This is the part of O_Robot that implements the controlls for the TI RSLK MAX.
The TI RSLK MAX is a differential drive robot, this means its movement is based on two separately driven wheels placed on either side of the robot body, thus it has no steering motor.
The software for the robot uses several pre-specified parameters already defined in differentialRobot.h, they are:
| Name | Description |
|---|---|
| RADIUS | the wheel radius in meter |
| TICKS_PER_REV | ticks per wheel revolution |
| BASE_LENGTH | distance between the two wheels in meter |
| TICK_DIS_NUMERATOR | * |
| TICK_DIS_DENOMINATOR | * |
| ULTRASOUND | 1 if the robot has ultrasound sensors 0 if it has infrared sensors |
- we define the distance per tick as a numerator and denominator in order to avoid float operations consequently we must multiply and then divide to arive at the correct integer value TICK_DIS_NUMERATOR / TICK_DIS_DENOMINATOR = 2 * PI * RADIUS / TICKS_PER_REV
All relevant pins for the TI RSLK MAX are:
| TI-RSLK MAX | |||
|---|---|---|---|
| Component | Pin component | Pin TI-RSLK MAX | |
| ESP32 | TXD | P3.2 | |
| RXD | P3.3 | ||
| VIN | 5V | ||
| GND | GND | ||
| Ultrasound | Left | ECHO | P2.5 |
| TRIG | P6.0 | ||
| VCC | 5V | ||
| GND | GND | ||
| Center | ECHO | P6.5 | |
| TRIG | P6.4 | ||
| VCC | 5V | ||
| GND | GND | ||
| Right | ECHO | P3.0 | |
| TRIG | P4.1 | ||
| VCC | 5V | ||
| GND | GND | ||
| Infrared | Left | V0 | P9.0 |
| VCC | 5V | ||
| GND | GND | ||
| Center | V0 | P6.1 | |
| VCC | 5V | ||
| GND | GND | ||
| Right | V0 | P9.1 | |
| VCC | 5V | ||
| GND | GND | ||
| DC motor | Left | Spinning DIR | P5.4 |
| PWM | P2.7 | ||
| Sleep mode | P3.7 | ||
| Right | Spinning DIR | P5.5 | |
| PWM | P2.6 | ||
| Sleep mode | P3.6 | ||
| Tachometer | Left | ELA | P10.5 |
| Right | ERA | P10.4 | |
| Clock | Debugging | P1.0 |
The following image displays how the vector for obstacle avoidance is calculated using the measurements of the ultrasound/infrared sensors.

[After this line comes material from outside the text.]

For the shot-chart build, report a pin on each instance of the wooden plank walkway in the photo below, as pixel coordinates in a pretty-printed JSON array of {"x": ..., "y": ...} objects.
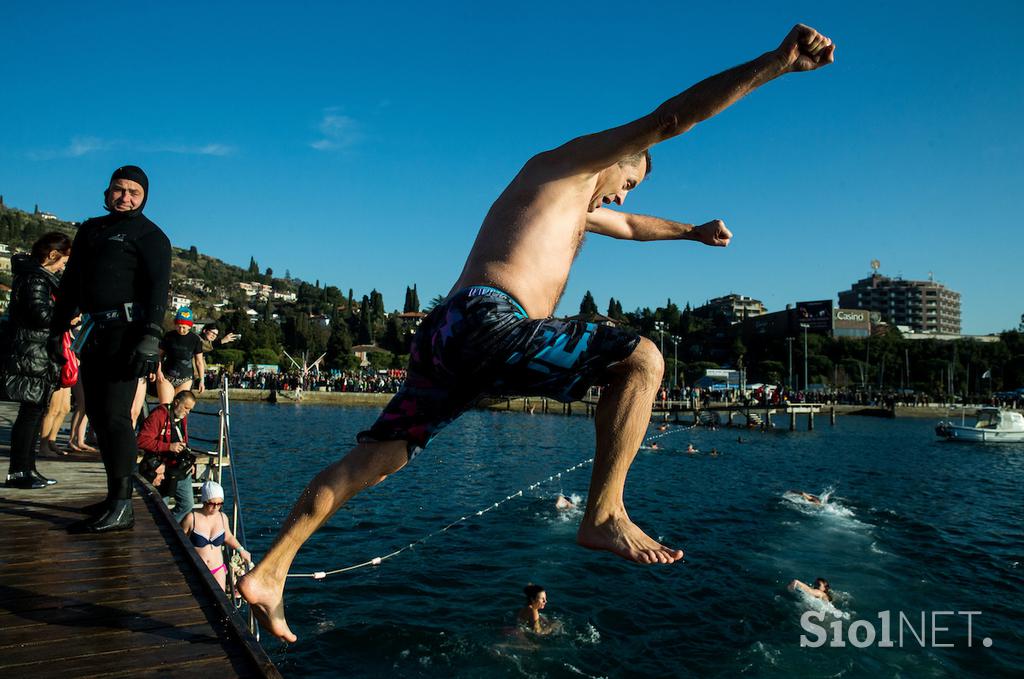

As seen for each sensor a vector is calculated relative to their position on the robot, these are then summed in order to receive a vector that points into a direction avoiding the obstacle.
After a tachometer interupt is triggered for either wheel a counter is increased for that wheel. After a certain time a timer is triggered which uses the counters for the tachometer to update the position and angle of the robot based on how much each wheel has turned.